QNAP QSW-2104-2T 2ports 10GbE RJ45 6 port switch

2 x 10GbE ports and 4 x 2.5GbE ports for about £150 retail. No SFP+, just RJ45 connectors so all standard cabling. I think this could be the start of some reasonably priced 10GbE gear. It’s unmanaged but for most home users it will be fine.​

Looking good that device but dont forget, you also need a 2.5gbit NIC on the other end.

I found that 2.5gbit NIC are more rare than a 10gbit NIC.

Yea its more than twice the speed of a 1gbit connection but i feel that you may as well jump to 10gbit as its widely available now
 
Looking good that device but dont forget, you also need a 2.5gbit NIC on the other end.

I found that 2.5gbit NIC are more rare than a 10gbit NIC.

Yea its more than twice the speed of a 1gbit connection but i feel that you may as well jump to 10gbit as its widely available now

I don’t necessarily disagree with what you’re saying. We use a lot of QNAP and Synology and most of their devices ship with 2.5GbE 10BaseT connections as standard now. Likewise, most PCs and routers we’re buying are also 2.5GbE 10BaseT out of the box. I just quickly checked what we have available as options on a PCIe add-in card and the QNAP one is £40+VAT, Akasa(!) have one available for £22+VAT and then the next ones are as expensive as 10GbE cards at £85 - £110+VAT and the 10GbE cards will all auto-negotiate down to 2.5GbE or 5GbE so you have some flexibility if you want to start off with a cheaper 2.5GbE switch and then upgrade the switch to 10 GbE later.

And yes, if you can afford it, going straight to 10GbE is the right way to go.
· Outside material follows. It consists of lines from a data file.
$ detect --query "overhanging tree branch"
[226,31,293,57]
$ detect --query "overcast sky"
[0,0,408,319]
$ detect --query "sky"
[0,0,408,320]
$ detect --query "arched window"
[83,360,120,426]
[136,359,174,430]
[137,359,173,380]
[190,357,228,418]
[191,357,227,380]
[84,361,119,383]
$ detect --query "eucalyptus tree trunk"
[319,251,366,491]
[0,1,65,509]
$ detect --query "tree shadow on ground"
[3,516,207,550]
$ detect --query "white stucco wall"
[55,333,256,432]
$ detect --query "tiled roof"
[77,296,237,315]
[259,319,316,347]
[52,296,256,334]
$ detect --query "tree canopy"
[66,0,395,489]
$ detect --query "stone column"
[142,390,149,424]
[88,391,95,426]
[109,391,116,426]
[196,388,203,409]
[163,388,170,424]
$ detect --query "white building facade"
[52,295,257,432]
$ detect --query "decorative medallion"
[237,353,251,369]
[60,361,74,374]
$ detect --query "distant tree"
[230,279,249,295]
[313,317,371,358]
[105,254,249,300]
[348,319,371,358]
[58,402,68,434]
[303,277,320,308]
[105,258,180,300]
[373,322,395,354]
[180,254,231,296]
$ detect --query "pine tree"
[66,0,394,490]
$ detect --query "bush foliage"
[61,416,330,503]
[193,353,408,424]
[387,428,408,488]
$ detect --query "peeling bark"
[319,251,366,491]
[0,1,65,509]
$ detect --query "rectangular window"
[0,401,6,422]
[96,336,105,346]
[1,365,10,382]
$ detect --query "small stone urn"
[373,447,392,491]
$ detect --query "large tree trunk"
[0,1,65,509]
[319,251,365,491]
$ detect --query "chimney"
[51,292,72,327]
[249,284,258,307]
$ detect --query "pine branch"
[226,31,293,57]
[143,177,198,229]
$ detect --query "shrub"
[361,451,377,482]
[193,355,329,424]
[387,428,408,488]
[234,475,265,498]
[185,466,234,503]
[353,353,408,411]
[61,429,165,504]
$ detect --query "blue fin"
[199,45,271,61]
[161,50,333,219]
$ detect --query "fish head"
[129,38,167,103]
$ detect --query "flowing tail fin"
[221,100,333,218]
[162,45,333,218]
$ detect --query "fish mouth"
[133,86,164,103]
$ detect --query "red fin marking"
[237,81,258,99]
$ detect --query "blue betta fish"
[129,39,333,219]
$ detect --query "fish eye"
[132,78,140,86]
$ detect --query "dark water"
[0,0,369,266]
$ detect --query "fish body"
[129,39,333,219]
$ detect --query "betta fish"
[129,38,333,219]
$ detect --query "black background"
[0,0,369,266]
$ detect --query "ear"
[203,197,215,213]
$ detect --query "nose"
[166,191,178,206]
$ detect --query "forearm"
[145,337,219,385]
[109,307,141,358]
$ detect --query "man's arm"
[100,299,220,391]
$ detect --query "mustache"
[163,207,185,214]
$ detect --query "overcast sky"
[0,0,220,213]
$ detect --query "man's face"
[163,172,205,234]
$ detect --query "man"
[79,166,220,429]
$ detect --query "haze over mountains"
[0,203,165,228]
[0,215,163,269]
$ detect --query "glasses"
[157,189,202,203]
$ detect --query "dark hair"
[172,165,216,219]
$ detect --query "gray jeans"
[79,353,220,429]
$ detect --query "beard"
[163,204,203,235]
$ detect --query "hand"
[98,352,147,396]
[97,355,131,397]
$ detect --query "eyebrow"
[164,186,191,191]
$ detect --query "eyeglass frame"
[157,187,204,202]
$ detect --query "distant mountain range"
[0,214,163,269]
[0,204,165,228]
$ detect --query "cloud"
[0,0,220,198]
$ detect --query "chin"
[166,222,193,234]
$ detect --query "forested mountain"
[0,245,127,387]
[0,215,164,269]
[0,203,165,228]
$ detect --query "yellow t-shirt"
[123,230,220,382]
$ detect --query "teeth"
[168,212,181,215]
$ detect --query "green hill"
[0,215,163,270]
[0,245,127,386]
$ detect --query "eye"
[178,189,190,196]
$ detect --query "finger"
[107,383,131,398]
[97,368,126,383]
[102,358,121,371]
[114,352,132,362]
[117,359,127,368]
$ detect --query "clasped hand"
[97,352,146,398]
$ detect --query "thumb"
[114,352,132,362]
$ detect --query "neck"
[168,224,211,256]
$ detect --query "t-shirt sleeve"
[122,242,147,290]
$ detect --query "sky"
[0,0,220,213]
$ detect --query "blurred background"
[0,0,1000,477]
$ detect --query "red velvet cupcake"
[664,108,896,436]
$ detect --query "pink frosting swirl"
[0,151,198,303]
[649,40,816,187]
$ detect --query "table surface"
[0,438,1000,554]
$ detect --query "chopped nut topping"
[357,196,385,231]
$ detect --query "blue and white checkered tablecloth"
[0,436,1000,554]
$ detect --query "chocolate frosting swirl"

I’ve just quoted 3 jobs where instead of putting in a 48-Port 2.5GbE PoE switch I’ve quoted for a non-PoE 10GbE 24-port switch and a 24-port PoE 2.5GbE switch because it’s more “future-proof’ if that’s really a thing.
 
I’ve just quoted 3 jobs where instead of putting in a 48-Port 2.5GbE PoE switch I’ve quoted for a non-PoE 10GbE 24-port switch and a 24-port PoE 2.5GbE switch because it’s more “future-proof’ if that’s really a thing.

What managed switches are you using for this?

I currently have all UniFi kit other than routing handled by pfSense on a custom appliance, and my two old 24 port UniFi PoE switches are both 1GbE. Ubiquiti seem to be behind on the 2.5 and 10GbE front other than a few top end switches so are there any other brands worth looking at?
 
What managed switches are you using for this?

I currently have all UniFi kit other than routing handled by pfSense on a custom appliance, and my two old 24 port UniFi PoE switches are both 1GbE. Ubiquiti seem to be behind on the 2.5 and 10GbE front other than a few top end switches so are there any other brands worth looking at?
USW-24-Enterprise PoE and USW-24-XG Enterprise. £2400 for the pair. You can do it cheaper but fundamentally there’s no point because you just end up working twice as hard setting up VLANs if you use Netgear, QNAP or Mikrotik. The absolute over-riding factor with UniFi is ease of deployment.